Please don't cry. Meskipun kegelapan datang, janganlah kau merasa terpuruk, karena air matamu itu akan membuatku terluka
•{ Protector}•
Distrik Gangnam, Seoul, Korea Selatan
"APAA?? Itu tidak mungkin!" Berita yang didengarnya dari sahabat dekatnya membuatnya terkejut sekaligus tak percaya.
" .... "
"Suryo kepercayaanku bagaimana mungkin dia berani melakukan hal itu? Tidak, itu tidak mungkin Herman!!" Dia masih tak percaya.
"....."
"Sialan!! Terimakasih sudah membantuku mengungkap siapa itu Suryo, Herman." Afkar mematikan telponnya lalu mengusap wajahnya kasar. Dia tak menyangka bahwa Suryo berbuat hal itu, menggelapkan dana yang nilainya tidak sedikit.
Hanya satu yang ada dipikirannya sekarang. Bagaimana bisa?
"Kamu kenapa, yah? Kok marah\-marah?" Aurin tadi yang sedang mengobrol dengan Ana adik dari Afkar terkejut mendengar suara Afkar yang terlihat marah di teras belakang.
"Kasi tau anak\-anak Bun, besok kita pulang ke Jakarta."
"Loh yah kok gitu? San kan masuk sekolah dua hari lagii. Kenapa harus besok pulangnya?" Sandriana protes tak terima, awalnya dia tadi ingin mengambil ponselnya di ayunan teras belakang tapi malah mendengar perkataan ayahnya yang ingin pulang besok.

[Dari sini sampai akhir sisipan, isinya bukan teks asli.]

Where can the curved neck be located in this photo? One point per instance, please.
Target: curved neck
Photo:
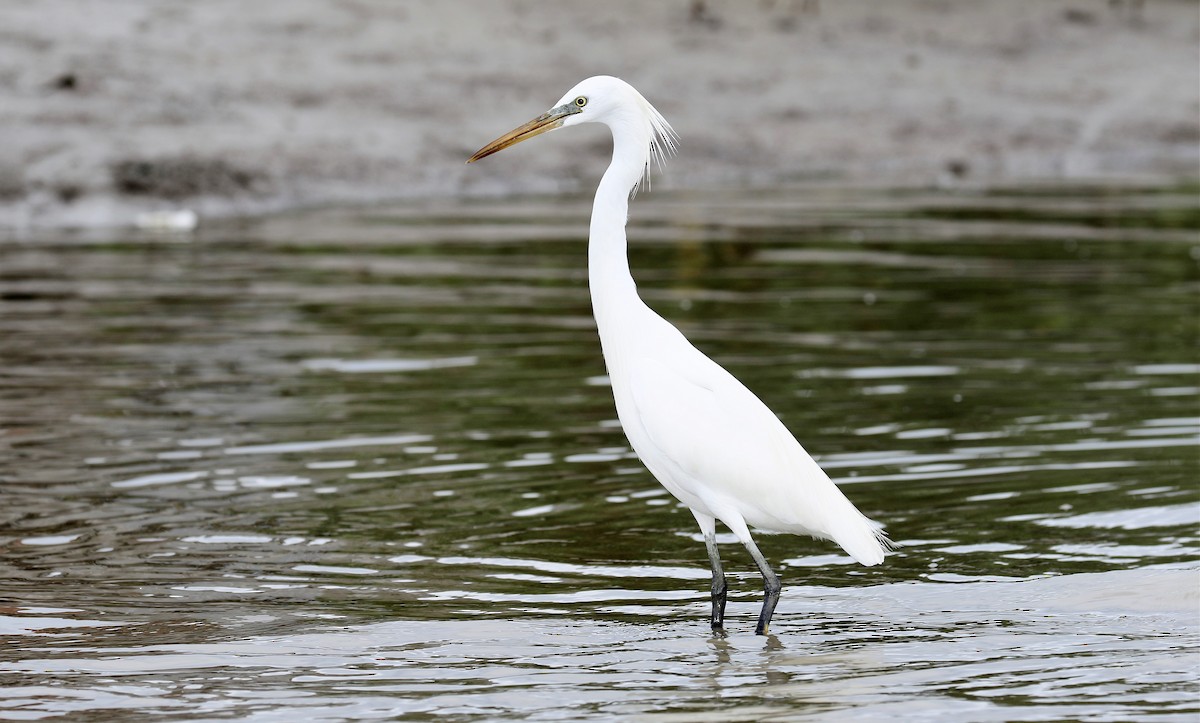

Afkar menatap putrinya itu, "Ayah bilang pulang ya pulang. Ada urusan yang harus ayah selesain, ayah harap kamu mengerti." putus Afkar membuat San mendengus lalu melenggang masuk.
Aurin yang masih belum tau permasalahan yang membuat emosi suaminya itu pun mendekat, "Sebenarnya ada apa, yah? Urusan apa kalo aku boleh tau?"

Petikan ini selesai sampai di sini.